Improving ABR Performance for Short Video Streaming Using Multi-Agent Reinforcement Learning with Expert Guidance

Yueheng Li,Qianyuan Zheng,Zicheng Zhang,Hao Chen,Zhan Ma
2023-04-10
Abstract:In the realm of short video streaming, popular adaptive bitrate (ABR) algorithms developed for classical long video applications suffer from catastrophic failures because they are tuned to solely adapt bitrates. Instead, short video adaptive bitrate (SABR) algorithms have to properly determine which video at which bitrate level together for content prefetching, without sacrificing the users' quality of experience (QoE) and yielding noticeable bandwidth wastage jointly. Unfortunately, existing SABR methods are inevitably entangled with slow convergence and poor generalization. Thus, in this paper, we propose Incendio, a novel SABR framework that applies Multi-Agent Reinforcement Learning (MARL) with Expert Guidance to separate the decision of video ID and video bitrate in respective buffer management and bitrate adaptation agents to maximize the system-level utilized score modeled as a compound function of QoE and bandwidth wastage metrics. To train Incendio, it is first initialized by imitating the hand-crafted expert rules and then fine-tuned through the use of MARL. Results from extensive experiments indicate that Incendio outperforms the current state-of-the-art SABR algorithm with a 53.2% improvement measured by the utility score while maintaining low training complexity and inference time.
Multimedia,Image and Video Processing
What problem does this paper attempt to address?

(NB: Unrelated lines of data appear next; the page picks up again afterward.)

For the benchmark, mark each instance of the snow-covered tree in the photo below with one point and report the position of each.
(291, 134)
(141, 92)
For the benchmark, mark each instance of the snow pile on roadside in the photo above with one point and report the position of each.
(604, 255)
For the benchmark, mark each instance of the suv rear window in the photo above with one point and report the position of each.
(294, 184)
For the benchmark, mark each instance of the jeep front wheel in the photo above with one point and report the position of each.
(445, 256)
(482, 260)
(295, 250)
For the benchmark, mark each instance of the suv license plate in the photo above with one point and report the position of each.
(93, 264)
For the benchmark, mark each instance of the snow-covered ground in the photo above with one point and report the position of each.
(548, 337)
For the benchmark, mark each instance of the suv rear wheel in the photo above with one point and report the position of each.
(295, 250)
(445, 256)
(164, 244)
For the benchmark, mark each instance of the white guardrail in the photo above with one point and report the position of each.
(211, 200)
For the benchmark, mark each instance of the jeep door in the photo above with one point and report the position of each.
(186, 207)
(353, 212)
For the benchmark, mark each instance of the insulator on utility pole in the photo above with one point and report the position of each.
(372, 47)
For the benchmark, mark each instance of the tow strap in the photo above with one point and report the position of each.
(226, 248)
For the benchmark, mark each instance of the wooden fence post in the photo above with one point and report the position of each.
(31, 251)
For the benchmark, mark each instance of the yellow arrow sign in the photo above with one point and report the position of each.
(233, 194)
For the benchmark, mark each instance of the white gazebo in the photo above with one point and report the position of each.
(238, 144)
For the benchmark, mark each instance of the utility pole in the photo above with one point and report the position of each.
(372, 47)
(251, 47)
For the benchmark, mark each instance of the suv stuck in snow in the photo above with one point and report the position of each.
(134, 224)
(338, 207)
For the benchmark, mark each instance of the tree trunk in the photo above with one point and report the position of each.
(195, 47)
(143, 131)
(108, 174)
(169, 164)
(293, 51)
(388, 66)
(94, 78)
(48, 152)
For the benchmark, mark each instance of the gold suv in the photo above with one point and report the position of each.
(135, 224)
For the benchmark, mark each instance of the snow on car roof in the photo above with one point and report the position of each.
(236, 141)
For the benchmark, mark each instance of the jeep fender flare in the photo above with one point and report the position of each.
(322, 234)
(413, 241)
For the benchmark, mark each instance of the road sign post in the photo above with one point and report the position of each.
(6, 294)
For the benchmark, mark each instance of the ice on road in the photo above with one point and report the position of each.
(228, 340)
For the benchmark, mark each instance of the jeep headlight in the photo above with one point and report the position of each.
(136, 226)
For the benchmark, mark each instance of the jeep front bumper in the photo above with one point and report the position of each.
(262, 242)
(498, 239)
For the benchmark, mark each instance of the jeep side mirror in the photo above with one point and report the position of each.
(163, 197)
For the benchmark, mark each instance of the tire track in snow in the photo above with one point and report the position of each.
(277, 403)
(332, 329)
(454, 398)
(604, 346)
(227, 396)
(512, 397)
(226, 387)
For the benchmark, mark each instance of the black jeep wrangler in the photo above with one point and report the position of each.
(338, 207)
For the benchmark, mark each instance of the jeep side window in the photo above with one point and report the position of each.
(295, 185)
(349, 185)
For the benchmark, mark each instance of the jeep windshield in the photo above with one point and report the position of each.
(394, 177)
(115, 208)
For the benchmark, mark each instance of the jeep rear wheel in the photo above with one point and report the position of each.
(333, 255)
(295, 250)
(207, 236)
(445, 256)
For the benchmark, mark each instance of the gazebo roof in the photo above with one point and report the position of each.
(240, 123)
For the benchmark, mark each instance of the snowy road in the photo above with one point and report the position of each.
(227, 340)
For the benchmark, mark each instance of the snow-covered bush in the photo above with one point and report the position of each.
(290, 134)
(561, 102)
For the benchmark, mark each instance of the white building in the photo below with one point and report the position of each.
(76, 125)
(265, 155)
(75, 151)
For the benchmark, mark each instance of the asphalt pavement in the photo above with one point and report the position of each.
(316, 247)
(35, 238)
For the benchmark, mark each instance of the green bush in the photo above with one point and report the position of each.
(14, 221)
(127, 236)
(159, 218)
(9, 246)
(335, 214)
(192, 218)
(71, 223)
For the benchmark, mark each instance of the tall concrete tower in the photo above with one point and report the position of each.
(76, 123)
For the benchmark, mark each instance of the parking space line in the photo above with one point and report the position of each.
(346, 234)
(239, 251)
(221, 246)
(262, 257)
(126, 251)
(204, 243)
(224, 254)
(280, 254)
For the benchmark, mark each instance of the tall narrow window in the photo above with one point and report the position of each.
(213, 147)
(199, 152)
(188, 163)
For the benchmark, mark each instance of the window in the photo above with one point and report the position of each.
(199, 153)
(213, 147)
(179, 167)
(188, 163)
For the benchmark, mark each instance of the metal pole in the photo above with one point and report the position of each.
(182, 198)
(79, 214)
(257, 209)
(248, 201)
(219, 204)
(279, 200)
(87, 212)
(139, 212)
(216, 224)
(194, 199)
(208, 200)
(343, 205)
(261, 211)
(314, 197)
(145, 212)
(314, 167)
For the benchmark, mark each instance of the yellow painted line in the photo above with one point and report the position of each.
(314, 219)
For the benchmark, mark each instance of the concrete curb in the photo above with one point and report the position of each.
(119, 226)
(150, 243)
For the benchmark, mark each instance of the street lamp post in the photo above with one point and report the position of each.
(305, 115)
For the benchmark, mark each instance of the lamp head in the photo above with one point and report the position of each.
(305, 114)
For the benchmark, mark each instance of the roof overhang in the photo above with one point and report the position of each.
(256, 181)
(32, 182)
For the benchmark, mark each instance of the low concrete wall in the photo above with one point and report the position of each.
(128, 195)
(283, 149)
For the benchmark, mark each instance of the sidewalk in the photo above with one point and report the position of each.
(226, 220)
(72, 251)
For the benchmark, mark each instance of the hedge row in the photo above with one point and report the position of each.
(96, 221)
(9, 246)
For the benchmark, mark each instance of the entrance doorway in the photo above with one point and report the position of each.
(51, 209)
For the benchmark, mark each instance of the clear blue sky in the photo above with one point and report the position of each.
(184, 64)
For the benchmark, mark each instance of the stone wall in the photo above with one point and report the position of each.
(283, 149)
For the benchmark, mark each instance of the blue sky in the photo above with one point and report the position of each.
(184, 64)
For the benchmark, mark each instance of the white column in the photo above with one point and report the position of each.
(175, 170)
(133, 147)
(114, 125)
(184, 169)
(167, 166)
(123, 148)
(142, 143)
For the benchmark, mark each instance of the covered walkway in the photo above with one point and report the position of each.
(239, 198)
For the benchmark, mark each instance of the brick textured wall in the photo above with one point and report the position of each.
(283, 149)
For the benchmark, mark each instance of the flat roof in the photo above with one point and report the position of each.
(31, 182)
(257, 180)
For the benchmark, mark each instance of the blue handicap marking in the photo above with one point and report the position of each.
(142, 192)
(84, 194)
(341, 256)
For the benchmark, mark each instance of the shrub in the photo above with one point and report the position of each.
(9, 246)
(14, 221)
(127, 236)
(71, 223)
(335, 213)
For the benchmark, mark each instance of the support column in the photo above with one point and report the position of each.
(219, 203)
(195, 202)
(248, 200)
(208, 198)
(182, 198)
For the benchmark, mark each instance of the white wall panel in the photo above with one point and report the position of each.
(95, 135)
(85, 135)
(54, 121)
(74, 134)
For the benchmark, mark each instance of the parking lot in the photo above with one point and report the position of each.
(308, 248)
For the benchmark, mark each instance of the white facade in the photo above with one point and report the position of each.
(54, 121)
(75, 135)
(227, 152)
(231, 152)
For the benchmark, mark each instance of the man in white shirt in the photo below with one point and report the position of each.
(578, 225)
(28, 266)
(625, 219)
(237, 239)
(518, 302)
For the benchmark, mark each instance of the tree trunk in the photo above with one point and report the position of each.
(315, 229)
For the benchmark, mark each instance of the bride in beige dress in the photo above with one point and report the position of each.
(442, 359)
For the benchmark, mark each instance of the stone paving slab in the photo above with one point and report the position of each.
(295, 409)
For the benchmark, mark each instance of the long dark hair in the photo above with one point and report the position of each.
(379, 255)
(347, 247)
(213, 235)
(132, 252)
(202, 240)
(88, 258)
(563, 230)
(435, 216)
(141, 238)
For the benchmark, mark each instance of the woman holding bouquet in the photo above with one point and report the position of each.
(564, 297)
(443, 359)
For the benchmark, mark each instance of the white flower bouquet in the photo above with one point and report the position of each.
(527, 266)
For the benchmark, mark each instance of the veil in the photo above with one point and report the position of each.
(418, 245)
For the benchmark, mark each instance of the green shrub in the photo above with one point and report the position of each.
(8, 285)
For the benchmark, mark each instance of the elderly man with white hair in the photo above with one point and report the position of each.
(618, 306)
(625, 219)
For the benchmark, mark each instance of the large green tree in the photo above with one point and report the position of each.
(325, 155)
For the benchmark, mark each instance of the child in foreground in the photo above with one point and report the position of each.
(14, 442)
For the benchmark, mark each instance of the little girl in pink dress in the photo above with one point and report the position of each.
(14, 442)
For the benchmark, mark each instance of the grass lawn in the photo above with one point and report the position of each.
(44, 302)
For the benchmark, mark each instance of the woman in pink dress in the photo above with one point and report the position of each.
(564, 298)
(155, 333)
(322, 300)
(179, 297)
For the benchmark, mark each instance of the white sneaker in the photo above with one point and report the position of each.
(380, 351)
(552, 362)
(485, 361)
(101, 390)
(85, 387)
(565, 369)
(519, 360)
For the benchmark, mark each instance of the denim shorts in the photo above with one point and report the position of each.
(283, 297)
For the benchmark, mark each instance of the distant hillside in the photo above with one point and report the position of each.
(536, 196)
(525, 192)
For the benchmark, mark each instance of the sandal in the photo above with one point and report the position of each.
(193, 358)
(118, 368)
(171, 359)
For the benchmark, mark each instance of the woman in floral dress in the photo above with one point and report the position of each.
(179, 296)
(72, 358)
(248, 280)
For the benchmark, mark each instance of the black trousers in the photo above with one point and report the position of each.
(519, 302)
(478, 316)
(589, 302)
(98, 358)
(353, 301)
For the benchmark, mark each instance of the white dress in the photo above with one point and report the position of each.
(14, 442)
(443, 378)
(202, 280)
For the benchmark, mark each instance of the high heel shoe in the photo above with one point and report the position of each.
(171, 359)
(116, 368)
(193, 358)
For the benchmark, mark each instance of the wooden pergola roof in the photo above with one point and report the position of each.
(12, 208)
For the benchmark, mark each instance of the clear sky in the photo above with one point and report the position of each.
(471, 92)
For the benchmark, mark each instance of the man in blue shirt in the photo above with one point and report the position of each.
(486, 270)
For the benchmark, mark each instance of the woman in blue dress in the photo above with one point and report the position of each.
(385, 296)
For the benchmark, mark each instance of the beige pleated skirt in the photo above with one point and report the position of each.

The problem that this paper attempts to solve is how to optimize the Adaptive Bit Rate (ABR) algorithm in short - video streaming media to simultaneously improve the Quality of Experience (QoE) of users and bandwidth efficiency. Specifically, the existing ABR algorithms are mainly designed for traditional long - video applications, and these algorithms have deficiencies when dealing with short - videos. For example, they cannot effectively perform content pre - fetching, which easily leads to a decline in user experience or bandwidth waste. Therefore, the paper proposes a new framework - Incendio, which uses the method of combining Multi - Agent Reinforcement Learning (MARL) with expert guidance to optimize the Short - video Adaptive Bit Rate (SABR) algorithm. The main contributions of the paper are as follows: 1. **Separate decision - making**: The selection of video IDs and the adjustment of video bit rates are respectively handed over to two different agents (BM - agent and BA - agent) for management. This can reduce the decision - making space and accelerate the convergence speed of neural network training. 2. **Utilize expert knowledge**: Incendio is pre - trained through Imitation Learning (IL) to quickly reach the expert state from a basic state, reducing the number of invalid trials and the risk of sub - optimal solutions. 3. **Efficient reinforcement learning**: The Multi - Agent Proximal Policy Optimization (MAPPO) algorithm is used to fine - tune Incendio to further optimize its performance. The experimental results show that compared with the current state - of - the - art SABR algorithms, Incendio has increased the overall utility score by 53.2%, and also maintains a low level in terms of training complexity and inference time. This indicates that Incendio is not only superior to existing methods in performance, but also has high feasibility in actual deployment.